Sexual Orientation — A term for the emotional, romantic, or sexual feelings one has to another person, often defined by the gender of the person attracted and the gender of the person to whom they are attracted. Though gender plays a part in sexual orientation, it is not the same as gender identity.
SOGI — An initialism that refers to “Sexual Orientation and Gender Identity.” It is commonly used to refer to laws which would protect those identities from certain forms of discrimination under the law.
Third gender — A concept in which individuals are categorized, either by themselves or by society, as neither man nor woman (though not necessarily intersex). Sometimes also called “third sex” or othergender. (See also: Queer.)
Transition — A term for the process a transgender individual goes through to fully identify with their gender identity. There are various levels which can include social practices such as changing clothes or choosing new names/pronouns, hormonal therapies to prevent puberty or using hormone replacement therapy to replicate puberty of the opposite gender (i.e. a biological female who takes testosterone and sees a change in physical characteristics such as facial hair or a deepening of the voice). It may also include radical surgeries to change reproductive organs to align with gender identity (i.e. removal of breasts for trans men).
Transgenderism — An umbrella term for the state or condition of identifying or expressing a gender identity that does not match a person’s physical/genetic sex.
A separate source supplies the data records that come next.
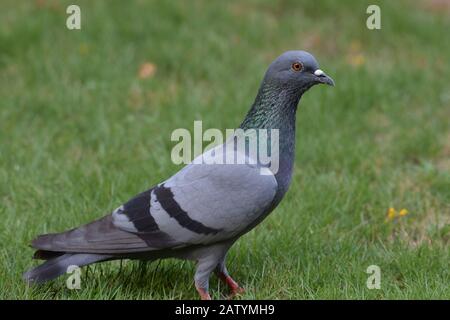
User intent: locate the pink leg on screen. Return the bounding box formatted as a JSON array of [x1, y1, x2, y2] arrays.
[[218, 272, 245, 299], [195, 286, 211, 300]]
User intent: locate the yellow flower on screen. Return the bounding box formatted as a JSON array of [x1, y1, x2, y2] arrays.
[[387, 208, 395, 220]]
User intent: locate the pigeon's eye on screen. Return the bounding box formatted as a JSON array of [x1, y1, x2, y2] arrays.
[[292, 62, 303, 71]]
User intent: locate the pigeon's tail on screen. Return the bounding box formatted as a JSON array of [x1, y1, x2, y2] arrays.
[[23, 253, 111, 283]]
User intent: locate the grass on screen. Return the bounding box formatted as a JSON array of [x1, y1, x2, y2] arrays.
[[0, 0, 450, 299]]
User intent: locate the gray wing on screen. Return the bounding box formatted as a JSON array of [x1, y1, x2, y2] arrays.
[[32, 145, 277, 256], [113, 144, 277, 247]]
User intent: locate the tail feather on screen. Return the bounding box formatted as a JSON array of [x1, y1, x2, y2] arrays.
[[23, 253, 111, 283]]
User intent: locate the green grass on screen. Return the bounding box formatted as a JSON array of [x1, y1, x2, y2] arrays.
[[0, 0, 450, 299]]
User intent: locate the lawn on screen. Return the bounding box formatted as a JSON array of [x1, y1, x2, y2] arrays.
[[0, 0, 450, 299]]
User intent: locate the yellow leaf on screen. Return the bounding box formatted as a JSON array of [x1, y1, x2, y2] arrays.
[[139, 62, 156, 79]]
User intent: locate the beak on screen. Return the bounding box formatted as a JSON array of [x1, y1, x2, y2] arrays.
[[314, 69, 334, 87]]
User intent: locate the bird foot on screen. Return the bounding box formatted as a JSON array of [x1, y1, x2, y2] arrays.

Transgender is independent of sexual orientation, and those who self-identify as transgender may consider themselves to be heterosexual, homosexual, bisexual, pansexual, polysexual, or asexual. Approximately 700,000 individuals in the United States identify as transgender.
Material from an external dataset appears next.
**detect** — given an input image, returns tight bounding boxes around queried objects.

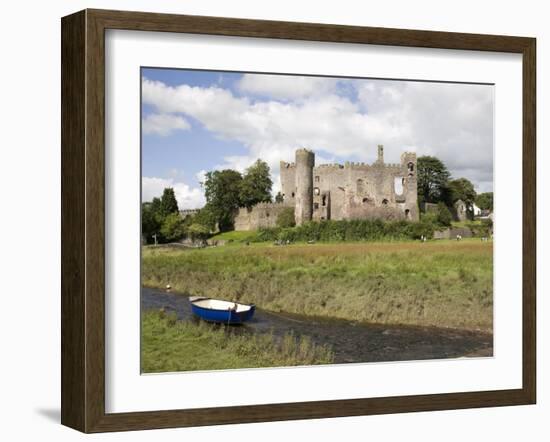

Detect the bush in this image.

Trans man — A transgender person who was born a female but claims the gender identity of a man (i.e., a biological female who identifies as a man).
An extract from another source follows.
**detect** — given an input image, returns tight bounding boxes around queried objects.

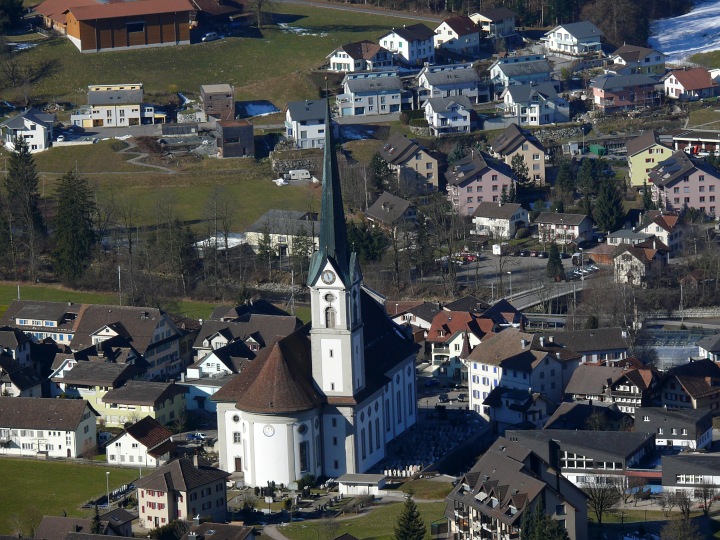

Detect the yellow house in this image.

Transsexual — A narrower (and outdated) term used to refer to individuals who have undergone some form of medical intervention to transition to another gender, whether that is through hormonal therapies or sex reassignment surgery.
Trans woman — A transgender person who was born a male but who claims the gender identity of a woman (i.e., a biological male who identifies as a woman).
Transvestite — A person who cross-dresses, or dresses in clothes of the opposite sex, though they may not identify with or want to be the opposite gender. (All transexuals are transgender, but transvestites do not necessarily fall into either of the other categories.)
Trigender — A term for a non-binary (i.e., genderqueer) gender identity in which one shifts between or among the behaviors of three genders. These genders may include male, female, and third gender (e.g., genderless, non-gender, polygender, etc.).
Two-spirit – A term used by some Native American LGBT activists for people who possess qualities of both binary genders.
Ze – A gender-neutral pronoun used to replace he/she. (Sometimes spelled as Xe.)